What Mira isn’t prepared for, is that in the Queens, New York neighborhood where her family settles, she will stand out more than she ever had in her life. As Mira struggles to learn English and to fit in, she finds herself navigating two new cultures at once: American and Jewish. What does it mean to be American? What does it mean to be Jewish? And where does she belong? As Mira tries to figure out the answers to these questions, she feels adrift and alone. But when a school librarian hands out books in other languages to the kids in her class, including a book in Russian for Mira, she begins to see that other kids around her are dealing with similar issues and that, perhaps, the books hold the key to helping them all find connection and to giving each of them a voice.
Spaced Apart
Middle Grade Speculative, 69,000 Words
Twins Jacob and Sylvia grew up listening to their grandfather’s stories about faraway twin planets where travel happens with a tap of a map, hills have feelings, and people live in peace on a pair of co-orbital planets. Jacob, who’s a dreamer, used to hope these places were real, even as Sylvia, who likes to question things, had her doubts. After their grandfather passes away, however, the stories stop and Jacob begins to worry that Sylvia was right all along: the stories were just something their grandfather had made up.

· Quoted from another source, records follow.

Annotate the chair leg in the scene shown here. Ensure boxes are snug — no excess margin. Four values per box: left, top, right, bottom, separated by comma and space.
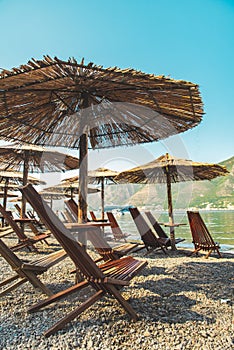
44, 290, 105, 337
21, 270, 53, 296
0, 278, 27, 297
108, 285, 138, 321
28, 281, 88, 312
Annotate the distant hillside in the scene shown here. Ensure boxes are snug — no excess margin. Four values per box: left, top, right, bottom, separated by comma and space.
89, 157, 234, 210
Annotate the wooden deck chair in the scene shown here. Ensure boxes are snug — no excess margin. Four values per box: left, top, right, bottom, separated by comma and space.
0, 239, 66, 297
15, 204, 50, 245
0, 226, 14, 238
87, 227, 139, 261
66, 199, 139, 261
187, 211, 222, 259
129, 208, 169, 254
106, 212, 133, 242
0, 204, 50, 251
20, 184, 147, 336
145, 211, 185, 247
27, 210, 45, 229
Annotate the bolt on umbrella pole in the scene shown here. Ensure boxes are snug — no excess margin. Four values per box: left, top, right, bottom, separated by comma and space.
101, 178, 104, 220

But on a visit to their grandmother’s house the summer before middle school, Jacob finds an unusual pocket watch in Grandpa’s attic office. It launches him to the twin planets from Grandpa’s stories where he discovers these places are not only real but need his help. The planets are headed for a collision, and Jacob holds the key to stopping it. But first, he must navigate a whole new world on his own, apart from his twin and everything familiar, to uncover the truth behind his grandfather’s stories and realize the power of his connection with Sylvia, even when they are apart.